TABLE OF CONTENTS
SPACES FOR LIVING
We live in a world of binaries. We are, it seems, forced into choices. We are either at work or at home; a space is either public or private; we are in the city or the countryside; this is either inside or outside.
The inside-outside dichotomy is best seen in small projects. The projects in this issue (VH house; Artists Retreat; Ray of Light and Window Houses) are each distinctive in what they say are the thresholds between indoor and outdoor spaces.
From the private to the most public, this binary comes to the fore in government housing. A commentary on housing in Hong Kong highlights how, in a city where indoor space fetches a premium, attention is lavished on shared spaces within housing estates. The goal here is to create a shared identity and a sense of community. In the case of Hanoi, we see the shift from traditional to new typologies, resulting in a transformation in the way the city feels and looks.

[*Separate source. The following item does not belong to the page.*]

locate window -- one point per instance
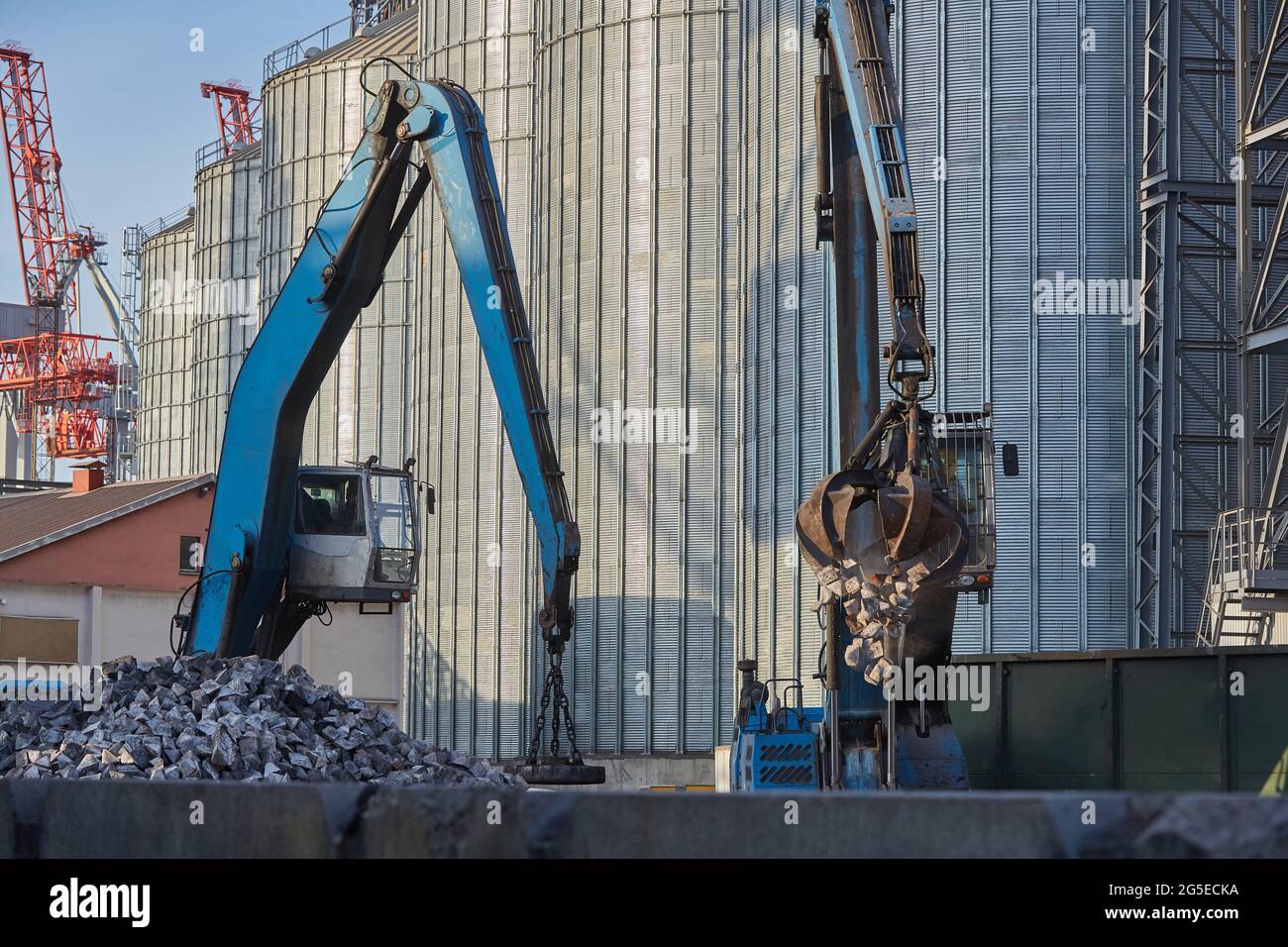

Perhaps the most interesting example of binaries is in the Main Feature by Matias Echanove and Rahul Srivastava, co-founders of urbz, India, who speak of how people in (what is disparagingly called) slums, live out their lives in two spaces.
This issue suggests that solutions for the housing sector in Asian cities are often right before our eyes, that they need not be expensive or complicated, that they need intelligence and a little compassion for the lives that people live.